Bu lafı duyduğumda henüz 9 yaşında bile yoktum. Ama sanki annem çok değil de daha dün demiş gibi sesi hep kulağımda. Sanki o günü dün yaşamışım gibi anılarım bir bir gözümün önüne geldiğinde zihnim 9 yaşına, bedenimde Hatay'a doğru süzülmüştü. Bizim Hatay da her beş yılda bir defne festivali yapılırdı. Önce defne yaprakları toplanır daha sonra onlar güzelce kaynatılarak kalıplara boşaltılırdı. Kazanın içine atılan bir tam altın hangi genç kıza gelirse o bu yıl içinde evlenirdi. Biz çocuklara bu durum tuhaf gelse de yine de eğlenir, güzel geçerdi. İlk defne festivalimi hatırlamıyorum. Muhtemelen yoktum. Ama 9 yaşındaki festivali unutmam mümkün değildi.

Sabahın erkeninde çoluk çocuk defne ağaçların oraya gelip oyunlar oynayıp, defneleri toplamıştık. Yeteri kadar toplayınca yanımızda getirdiğimiz yiyeceklerle eğlenceyi kat kat katlamıştık. Sonra büyükler gidip defneleri kazanlara atarak sabun haline getirdiler. Buraya kadar herşey güzel ve benim için eğlenceli geçmişti. Taki ertesi gün anneme sabun gelene kadar. Bu sabunun anlamını biliyordum. Şok içinde bir anneme bir elinde tuttuğu sabuna baktığımda gözlerim istemsizce dolmuştu. Annem babamdan vazgeçmiş gibi sabuna bakıyordu. Ben ise bunun olmasından deli gibi korktuğum için hızla annemin elinde tuttuğu sabunu alıp arkama saklamıştım.

"Anne! Sen babamdan vazgeçmedin dimi?" Bunu öyle koktu dolu bir ifadeyle sormuştum ki, şuan o çocuk halime acıyordum. Niçin ve neden korktuğumun saçmalığı canımı yakıyordu.

"Yusuf'um bazen vazgeçmek doğru bir karar olabiliyor." Bu kelimeyi duyar duymaz hızla başımı sallayıp, anneme öfkeyle bağırmıştım. O zamanlar küçük Yusuf'un tek istediği hiç görmediği, o hiç tatmadığı baba şefkatini tatmak.

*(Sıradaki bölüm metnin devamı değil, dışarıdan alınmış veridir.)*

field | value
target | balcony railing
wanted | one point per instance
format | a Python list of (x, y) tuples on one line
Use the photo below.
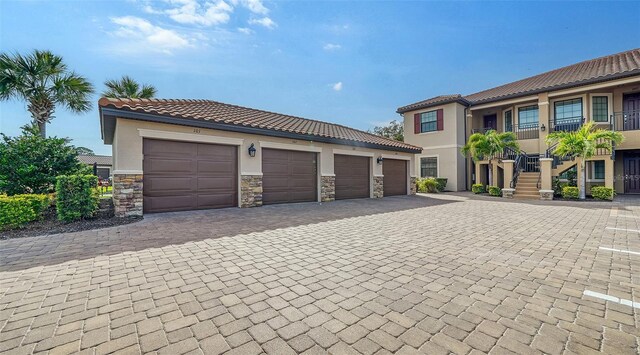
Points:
[(626, 121)]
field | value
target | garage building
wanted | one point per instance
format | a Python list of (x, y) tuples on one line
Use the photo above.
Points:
[(176, 155)]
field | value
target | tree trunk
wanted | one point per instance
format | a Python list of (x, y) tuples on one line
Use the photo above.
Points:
[(583, 180)]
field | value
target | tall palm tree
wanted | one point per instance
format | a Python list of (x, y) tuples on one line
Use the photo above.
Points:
[(583, 144), (488, 146), (43, 80), (126, 87)]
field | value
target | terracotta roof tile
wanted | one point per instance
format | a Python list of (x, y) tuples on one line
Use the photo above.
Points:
[(242, 116)]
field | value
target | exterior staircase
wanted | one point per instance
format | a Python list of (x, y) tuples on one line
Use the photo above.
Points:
[(527, 186)]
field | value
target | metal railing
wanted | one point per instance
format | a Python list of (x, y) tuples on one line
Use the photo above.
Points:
[(626, 120)]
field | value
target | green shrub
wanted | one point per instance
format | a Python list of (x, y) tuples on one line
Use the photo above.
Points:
[(442, 183), (478, 188), (602, 193), (429, 185), (495, 191), (570, 192), (77, 197), (17, 210)]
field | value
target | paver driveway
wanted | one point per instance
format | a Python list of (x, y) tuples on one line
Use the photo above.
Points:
[(405, 274)]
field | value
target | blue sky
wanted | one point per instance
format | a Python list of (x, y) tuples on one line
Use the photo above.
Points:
[(350, 62)]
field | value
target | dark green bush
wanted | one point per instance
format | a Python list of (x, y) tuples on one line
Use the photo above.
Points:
[(495, 191), (77, 197), (570, 192), (442, 183), (478, 188), (602, 193), (429, 185), (17, 210)]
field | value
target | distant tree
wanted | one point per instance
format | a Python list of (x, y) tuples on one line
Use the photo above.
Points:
[(84, 151), (30, 163), (394, 130), (43, 80), (126, 87)]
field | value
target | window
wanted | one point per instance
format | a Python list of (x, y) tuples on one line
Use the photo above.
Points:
[(508, 121), (429, 121), (568, 111), (598, 170), (600, 108), (528, 117), (429, 167)]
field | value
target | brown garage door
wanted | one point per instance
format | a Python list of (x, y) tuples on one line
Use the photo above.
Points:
[(395, 177), (187, 176), (288, 176), (352, 176)]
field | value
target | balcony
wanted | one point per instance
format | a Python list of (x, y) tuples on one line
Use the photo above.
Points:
[(626, 121)]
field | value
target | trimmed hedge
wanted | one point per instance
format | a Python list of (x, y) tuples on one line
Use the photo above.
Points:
[(478, 189), (495, 191), (602, 193), (429, 185), (18, 210), (77, 197), (570, 192), (442, 183)]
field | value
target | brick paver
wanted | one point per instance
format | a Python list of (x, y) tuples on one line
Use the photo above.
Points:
[(448, 273)]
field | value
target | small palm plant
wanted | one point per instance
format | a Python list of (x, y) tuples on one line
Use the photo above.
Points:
[(126, 87), (489, 146), (43, 80), (583, 144)]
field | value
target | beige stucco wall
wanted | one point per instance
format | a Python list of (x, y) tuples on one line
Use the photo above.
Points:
[(127, 147)]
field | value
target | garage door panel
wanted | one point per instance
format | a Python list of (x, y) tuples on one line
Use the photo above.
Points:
[(395, 177), (288, 176), (183, 176), (352, 176)]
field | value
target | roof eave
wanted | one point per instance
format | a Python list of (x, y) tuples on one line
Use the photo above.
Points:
[(191, 122)]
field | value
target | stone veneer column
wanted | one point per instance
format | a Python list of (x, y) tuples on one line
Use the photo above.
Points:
[(127, 194), (250, 191), (327, 188), (378, 186), (413, 181)]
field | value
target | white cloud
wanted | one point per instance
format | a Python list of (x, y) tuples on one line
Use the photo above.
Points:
[(265, 21), (331, 47), (139, 34)]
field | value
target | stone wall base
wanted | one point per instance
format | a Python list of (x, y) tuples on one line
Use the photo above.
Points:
[(327, 188), (378, 186), (250, 191), (127, 195)]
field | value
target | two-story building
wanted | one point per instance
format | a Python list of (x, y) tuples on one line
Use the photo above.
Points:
[(604, 90)]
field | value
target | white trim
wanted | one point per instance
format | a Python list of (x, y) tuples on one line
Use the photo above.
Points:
[(397, 157), (419, 158), (352, 152), (188, 137), (127, 172), (606, 297), (609, 107), (288, 146)]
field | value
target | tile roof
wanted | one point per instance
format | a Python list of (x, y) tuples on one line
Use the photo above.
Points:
[(217, 112), (100, 159), (434, 101), (596, 70)]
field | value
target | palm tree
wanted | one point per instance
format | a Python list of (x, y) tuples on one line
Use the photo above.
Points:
[(43, 80), (488, 146), (583, 144), (126, 87)]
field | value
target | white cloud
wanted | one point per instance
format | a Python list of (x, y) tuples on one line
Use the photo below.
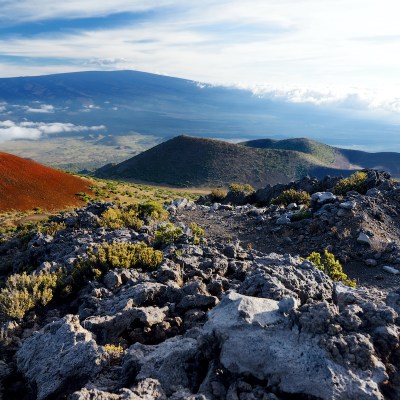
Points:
[(43, 109), (27, 10), (34, 130), (311, 51)]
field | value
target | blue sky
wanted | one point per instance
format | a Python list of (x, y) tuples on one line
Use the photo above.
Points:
[(337, 53)]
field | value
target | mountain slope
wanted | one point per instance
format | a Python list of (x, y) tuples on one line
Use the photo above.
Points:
[(131, 103), (190, 161), (334, 156), (25, 184)]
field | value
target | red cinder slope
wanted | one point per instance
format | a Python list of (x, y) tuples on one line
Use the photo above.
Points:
[(25, 184)]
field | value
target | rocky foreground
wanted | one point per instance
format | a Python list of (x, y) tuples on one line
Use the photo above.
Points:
[(214, 320)]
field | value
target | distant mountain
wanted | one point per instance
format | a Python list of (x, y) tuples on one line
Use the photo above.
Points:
[(190, 161), (132, 103), (25, 185), (336, 157), (127, 101)]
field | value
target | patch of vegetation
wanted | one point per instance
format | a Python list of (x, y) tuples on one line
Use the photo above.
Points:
[(120, 255), (115, 352), (116, 218), (167, 234), (302, 214), (152, 210), (292, 196), (51, 228), (217, 195), (83, 196), (24, 292), (197, 231), (332, 267), (355, 182), (238, 188)]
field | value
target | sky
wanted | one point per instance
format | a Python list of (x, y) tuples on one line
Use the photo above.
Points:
[(343, 53)]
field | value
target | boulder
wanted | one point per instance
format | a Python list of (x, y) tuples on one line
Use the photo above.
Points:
[(321, 198), (174, 363), (60, 357), (257, 340)]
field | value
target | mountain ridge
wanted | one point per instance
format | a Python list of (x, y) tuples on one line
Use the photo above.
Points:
[(191, 161)]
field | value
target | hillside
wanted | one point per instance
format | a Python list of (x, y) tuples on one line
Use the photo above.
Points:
[(334, 156), (25, 184), (117, 114), (223, 302), (190, 161)]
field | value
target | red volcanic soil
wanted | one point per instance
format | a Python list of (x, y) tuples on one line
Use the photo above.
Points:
[(25, 184)]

"Hayır istemiyorum ondan vazgeçemezsin! O benim babam." O benim hayatımı siken orospu cocuğunun teki. Çocukluğum da ne kadar karşı çıktıysam şimdi o çıkışlarım için kendime ve o it ölüsüne lanet kusuyordum. Anneler oysaki herşeyi en iyi bilendir. Benim annem geçte olsa bişeylerin farkına varmış ama bu varış onun için yolun sonu olmuştu.

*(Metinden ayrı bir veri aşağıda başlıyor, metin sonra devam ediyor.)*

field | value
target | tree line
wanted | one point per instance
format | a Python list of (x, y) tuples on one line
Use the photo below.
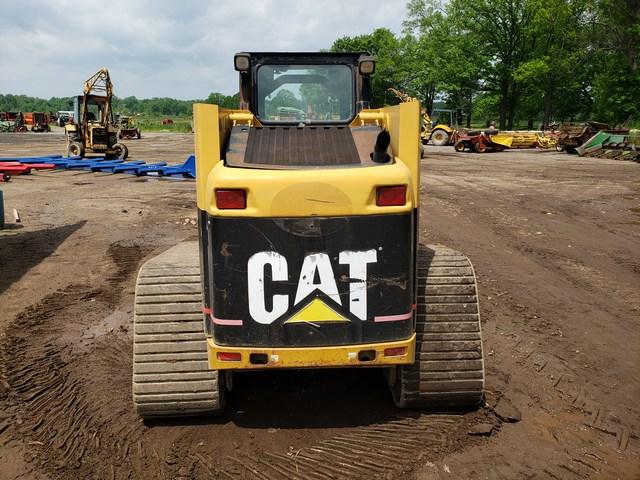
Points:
[(520, 62), (514, 61), (126, 105)]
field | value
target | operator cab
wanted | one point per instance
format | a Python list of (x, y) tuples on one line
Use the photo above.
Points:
[(304, 105)]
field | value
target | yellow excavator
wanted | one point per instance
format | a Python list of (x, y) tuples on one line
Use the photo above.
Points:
[(440, 134), (309, 252), (93, 128)]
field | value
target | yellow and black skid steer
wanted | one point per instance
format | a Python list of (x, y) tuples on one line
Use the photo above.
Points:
[(309, 255)]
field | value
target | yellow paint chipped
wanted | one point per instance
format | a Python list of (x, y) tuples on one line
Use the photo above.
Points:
[(317, 312)]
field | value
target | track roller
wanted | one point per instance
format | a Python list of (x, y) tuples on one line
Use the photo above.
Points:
[(448, 372), (171, 375)]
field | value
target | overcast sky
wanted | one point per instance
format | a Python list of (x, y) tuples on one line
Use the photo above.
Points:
[(180, 49)]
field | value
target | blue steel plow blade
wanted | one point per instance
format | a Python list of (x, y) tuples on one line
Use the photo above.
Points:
[(86, 164), (187, 169), (115, 166), (129, 167), (41, 159)]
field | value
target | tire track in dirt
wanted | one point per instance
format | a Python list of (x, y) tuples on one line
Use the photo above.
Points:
[(67, 371), (60, 389)]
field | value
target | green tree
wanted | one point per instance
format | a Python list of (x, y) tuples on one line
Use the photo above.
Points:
[(383, 44)]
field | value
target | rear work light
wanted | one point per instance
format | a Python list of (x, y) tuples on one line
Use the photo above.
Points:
[(231, 199), (391, 196)]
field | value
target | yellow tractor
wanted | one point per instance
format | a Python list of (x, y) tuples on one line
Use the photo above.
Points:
[(309, 253), (93, 128), (440, 134)]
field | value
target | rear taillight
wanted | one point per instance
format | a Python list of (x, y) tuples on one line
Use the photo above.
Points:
[(395, 352), (229, 356), (231, 199), (391, 196)]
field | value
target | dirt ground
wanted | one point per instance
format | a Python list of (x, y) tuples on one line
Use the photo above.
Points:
[(555, 240)]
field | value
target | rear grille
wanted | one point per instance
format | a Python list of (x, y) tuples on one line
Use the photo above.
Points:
[(301, 146)]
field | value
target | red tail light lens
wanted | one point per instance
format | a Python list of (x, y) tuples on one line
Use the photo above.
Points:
[(391, 196), (231, 199), (229, 356), (395, 352)]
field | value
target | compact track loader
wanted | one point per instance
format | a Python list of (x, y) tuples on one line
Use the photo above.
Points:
[(309, 253)]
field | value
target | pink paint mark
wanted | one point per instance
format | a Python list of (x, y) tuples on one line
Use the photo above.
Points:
[(224, 321), (393, 318)]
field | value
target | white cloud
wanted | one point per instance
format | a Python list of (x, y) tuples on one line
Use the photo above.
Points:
[(166, 48)]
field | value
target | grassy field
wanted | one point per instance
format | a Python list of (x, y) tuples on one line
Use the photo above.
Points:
[(148, 123)]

"Yusuf'um insan sevdiğini özgür bırakmalı. Ben babanı özgür bıraktım ki uçup hayat bulsun. Onu tutsak etmeye hakkım yok." Benim annem o adamı özgür bıraktı ama o özgür olmayı değil. Bizleri tutsak etmeyi tercih etti. Yetmedi hayatımızı bitirdi. Onu özgür kılmak bile yetmemişti. Çünkü özgür kalan Pusat Mehmet Dinçer ilk hamlede hepimizin kanatlarını kesmişti.

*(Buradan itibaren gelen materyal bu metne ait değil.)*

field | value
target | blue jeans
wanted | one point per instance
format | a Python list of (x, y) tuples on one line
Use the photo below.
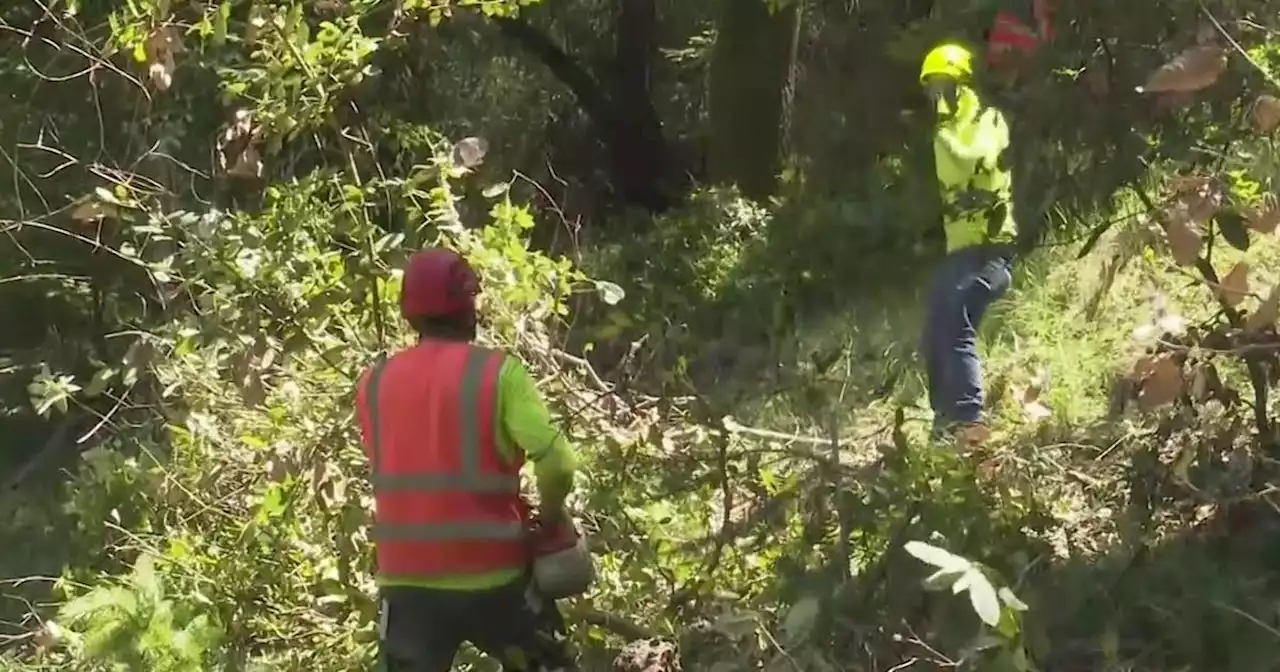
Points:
[(969, 280)]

İşte annem aynen böyle demişti. Onu tutsak etmeye hakkım yok. İnsan sevdiğini özgür bırakmalı. Sahi insan sevdiğini özgür bırakmalı mı? Tutsaklıktan kastı yürekte tutmak mı? Şimdi Zeynep'i iyice özgür kılsam onu daha fazla cehenneme atmış olmuyor muyum? Yada onu böyle yüreğime tutsak edince yanlış mı yapmış oluyordum.  İçim soğuktan olmalı ki titremeye başlayınca cebimden çıkardığım sigarayı iki dudağımın arasına sıkıştırdım. Oturduğum yerden kalkmadan diğer cebimdeki çakmağı zor bela çıkarıp yakmak için tek elimde siper oluşturdum. Gecenin 12'siydi ve hava insanın yüreğini daha fazla üşütüyordu. Yakamadığım sigaramada gelişi güzel küfürü savurup yeniden çakmağı ateşleyecektim ki hızla gelip biri ağzımdan çekti. Kim olduğunu dememe gerek var mı? Bence yok. Ulan Kemal beynim bi dünya sikildi. Bari sen özgür bırak.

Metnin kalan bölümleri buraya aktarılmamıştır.